Due to the economy, the ranks of homeless students are growing, Marzinko said. His office has not tracked the increase yet, but he feels it, and he sees it.

"Most of the families we are hearing about were living paycheck to paycheck, and then they lost their job, and they did not have the savings and other financial resources to carry them over for a couple of months," Marzinko said. "Those families are falling into homelessness pretty quickly."

Amid the economic downturn, some families are turning their older children out of the house — teens who are 17 and 18, and in their last years of high school. They can't afford to feed them anymore, Marzinko said.

Hard times have been falling on families even in Manheim Township, one of the county's wealthiest districts.

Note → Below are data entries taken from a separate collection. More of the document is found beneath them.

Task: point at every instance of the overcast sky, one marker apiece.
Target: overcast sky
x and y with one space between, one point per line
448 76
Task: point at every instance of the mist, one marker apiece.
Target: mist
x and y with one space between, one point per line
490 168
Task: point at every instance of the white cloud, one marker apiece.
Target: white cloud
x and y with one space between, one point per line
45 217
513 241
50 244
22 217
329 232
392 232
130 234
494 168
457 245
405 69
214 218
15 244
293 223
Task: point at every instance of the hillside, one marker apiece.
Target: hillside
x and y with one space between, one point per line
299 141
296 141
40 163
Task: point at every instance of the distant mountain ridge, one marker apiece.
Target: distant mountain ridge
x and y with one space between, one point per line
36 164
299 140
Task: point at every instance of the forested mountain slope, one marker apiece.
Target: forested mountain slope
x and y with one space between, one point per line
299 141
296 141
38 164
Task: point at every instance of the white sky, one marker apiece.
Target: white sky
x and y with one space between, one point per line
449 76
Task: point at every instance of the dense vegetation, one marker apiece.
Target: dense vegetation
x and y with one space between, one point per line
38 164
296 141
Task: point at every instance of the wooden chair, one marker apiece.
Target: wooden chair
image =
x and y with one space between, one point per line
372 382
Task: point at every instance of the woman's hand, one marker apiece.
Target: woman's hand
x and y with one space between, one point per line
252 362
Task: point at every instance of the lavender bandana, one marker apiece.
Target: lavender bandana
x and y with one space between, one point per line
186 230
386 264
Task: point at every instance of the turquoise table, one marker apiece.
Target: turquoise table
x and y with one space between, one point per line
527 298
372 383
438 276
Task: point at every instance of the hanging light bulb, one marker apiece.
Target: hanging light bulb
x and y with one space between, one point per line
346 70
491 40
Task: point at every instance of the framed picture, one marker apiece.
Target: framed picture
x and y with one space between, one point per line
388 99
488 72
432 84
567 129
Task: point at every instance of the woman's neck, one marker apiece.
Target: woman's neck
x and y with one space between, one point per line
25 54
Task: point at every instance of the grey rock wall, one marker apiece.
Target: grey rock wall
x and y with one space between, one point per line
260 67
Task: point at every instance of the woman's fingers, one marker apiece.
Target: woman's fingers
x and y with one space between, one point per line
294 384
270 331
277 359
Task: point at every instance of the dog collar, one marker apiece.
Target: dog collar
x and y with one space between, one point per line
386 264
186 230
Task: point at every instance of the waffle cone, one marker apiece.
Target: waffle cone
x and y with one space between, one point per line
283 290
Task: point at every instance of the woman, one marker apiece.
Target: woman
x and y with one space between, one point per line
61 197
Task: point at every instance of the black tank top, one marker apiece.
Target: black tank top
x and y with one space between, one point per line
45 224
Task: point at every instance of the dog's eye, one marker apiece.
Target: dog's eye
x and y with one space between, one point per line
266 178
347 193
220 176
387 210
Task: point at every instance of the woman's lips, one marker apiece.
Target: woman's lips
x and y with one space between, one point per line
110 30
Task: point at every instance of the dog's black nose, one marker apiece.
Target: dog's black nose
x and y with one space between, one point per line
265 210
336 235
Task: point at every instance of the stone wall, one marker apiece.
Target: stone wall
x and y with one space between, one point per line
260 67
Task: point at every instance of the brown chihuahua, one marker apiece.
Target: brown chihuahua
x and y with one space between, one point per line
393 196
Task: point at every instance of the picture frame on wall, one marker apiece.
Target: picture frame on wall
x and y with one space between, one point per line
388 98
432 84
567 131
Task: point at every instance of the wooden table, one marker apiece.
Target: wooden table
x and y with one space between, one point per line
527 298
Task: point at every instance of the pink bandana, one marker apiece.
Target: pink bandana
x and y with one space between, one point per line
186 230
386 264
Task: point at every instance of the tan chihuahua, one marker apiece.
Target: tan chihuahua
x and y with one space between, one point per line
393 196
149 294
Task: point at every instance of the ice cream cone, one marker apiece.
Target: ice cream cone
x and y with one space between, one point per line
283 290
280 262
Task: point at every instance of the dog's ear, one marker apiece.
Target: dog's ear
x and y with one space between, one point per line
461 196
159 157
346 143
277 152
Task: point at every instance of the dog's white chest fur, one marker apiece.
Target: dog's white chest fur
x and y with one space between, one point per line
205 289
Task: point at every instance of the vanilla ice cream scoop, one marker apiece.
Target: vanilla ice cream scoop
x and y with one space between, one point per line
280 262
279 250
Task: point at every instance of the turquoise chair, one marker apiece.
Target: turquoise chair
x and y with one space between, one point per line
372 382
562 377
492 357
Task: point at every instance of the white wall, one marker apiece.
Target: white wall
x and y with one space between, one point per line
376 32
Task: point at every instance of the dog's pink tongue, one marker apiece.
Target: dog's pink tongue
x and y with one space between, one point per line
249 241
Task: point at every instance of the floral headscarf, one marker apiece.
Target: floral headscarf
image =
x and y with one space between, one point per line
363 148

"Due to the state of our economy, our district social worker has made a significant number of referrals to the Council of Churches food bank this year," said Marcie Brody, a district spokeswoman. "Some of these have been folks who live in very nice neighborhoods."

The families are struggling because they've lost their jobs, or their employers slashed their hours, Brody said.

Penn Manor School District officials are seeing similar trends.

"I probably made more referrals to the food bank in the last three months than I did in the last three years," Penn Manor social worker Deb Meckley said.

One well-known place of refuge for the homeless is the Water Street Mission, a division of Water Street Ministries, where the senior from the suburban high school lives.

The number of children living there rose from a monthly average of 34 in the fourth quarter of 2007 to 47 in the fourth quarter of 2008.

School officials believe there could be more homeless students than they realize.

When a family doubles up and stays with another family, they are still considered to be homeless.

And parents often tell their children to keep it a secret, Marzinko said. They fear that the school will kick the student out for not being in the right district.

But federal law prohibits districts from doing that. They must provide transportation to the home school. The point is to keep one area of the child's life stable.

Fisher said it's not the child's fault they are homeless.

"We want our kids to be safe, and we want them to know they are safe, and we are here for them," she said. "We are running kids from almost 40 miles away into school each day."

Fisher worries that as more people lose their jobs, homelessness and poverty will escalate.

In recent months, Hempfield teachers have noticed more children coming to school without lunch money because of parents losing jobs, Superintendent Brenda Becker said.

So the district has begun redistributing forms for free and reduced-price lunches.

The 17-year-old girl used to feel ashamed to eat a free lunch at her school. But now she's more worried about saving enough money to get a place to live.

She's been in Water Street with her mother since January.

It's been a rough few years.

She had come to Lancaster County from Delaware County in 2007 when her mother lost her job.

She was living with her father, but he died of cancer several months ago.

Her mother had moved in with them to help take care of her ex and her daughter.

But she hasn't found work.

The 17-year-old has been supporting herself and her mother with grocery-store paychecks and the Social Security payments she's received since her father's death.

Her mother looked for work everywhere, she said, but wasn't able to find a job.

The shelter has been stressful.

If she needs to write a paper for school, she finishes it in flex-time, which is like study hall. Her computer is at her boyfriend's house. She does not want someone to steal it.

She does get angry sometimes. She gets mad when she hears her classmates complain about not having the latest pair of jeans, when she hears that they fail school for stupid reasons.

"I wish I could tell them, look at what happened to me, at least I am thankful for what I have," she says.

Her life will not always be this way.

She's good with numbers; she wants to study business. She's been accepted to college.

"There is not much I can do to help my future right now," she says with tears streaming down her cheeks. "My resources are limited.

"I do hope. I do hope to do something good with my life."